Su Rue de Rivoli, prima che la strada ceda la scena a Place de la Concorde e si apra la vista sulla Senna, una lastra di marmo sull'Hotel de Talleyrand ricorda il Piano Marshall. "Contro la fame, la povertà, la disperazione e il caos". Quattro parole incise sulla facciata di un palazzo intitolato a uno degli artefici del Congresso di Vienna: due tentativi, lontani quasi un secolo e mezzo, di dare ordine al caos. È da questa immagine, sobria e potente, che Mario De Pizzo sceglie di aprire Tempesta, da poco in libreria per Luiss University Press con la prefazione di Giampiero Massolo. La scelta non è casuale: perché il libro parla proprio di questo, di un ordine che scricchiola e di chi potrebbe ancora tenerlo in piedi.
De Pizzo aveva già percorso queste latitudini con L'America per noi (Luiss University Press, 2021), dove il rapporto tra l'Italia e Washington veniva letto attraverso le voci di diplomatici e decisori. In Tempesta la domanda si allarga fino a farsi oceanica: non più come si parlano gli alleati, ma se l'alleanza regge ancora, e su cosa poggia quando le fondamenta cedono. È un salto di scala, e si sente.

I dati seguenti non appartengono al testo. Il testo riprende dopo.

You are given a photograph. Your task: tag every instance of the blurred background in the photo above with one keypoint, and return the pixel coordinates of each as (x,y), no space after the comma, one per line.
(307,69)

Reykjavík è la porta del Grande Nord. Con lo scioglimento dei ghiacci artici si aprono rotte commerciali che nessuno aveva ancora dovuto contendersi, e vengono a galla risorse minerarie che ridisegnano gli equilibri tra potenze. Il GIUK Gap, lo stretto tra Groenlandia, Islanda e Regno Unito, non è più solo un corridoio strategico della Guerra Fredda: sottomarini russi, cinesi e americani si incrociano là sotto, in un equilibrio che nessuno chiama guerra ma che alla guerra assomiglia.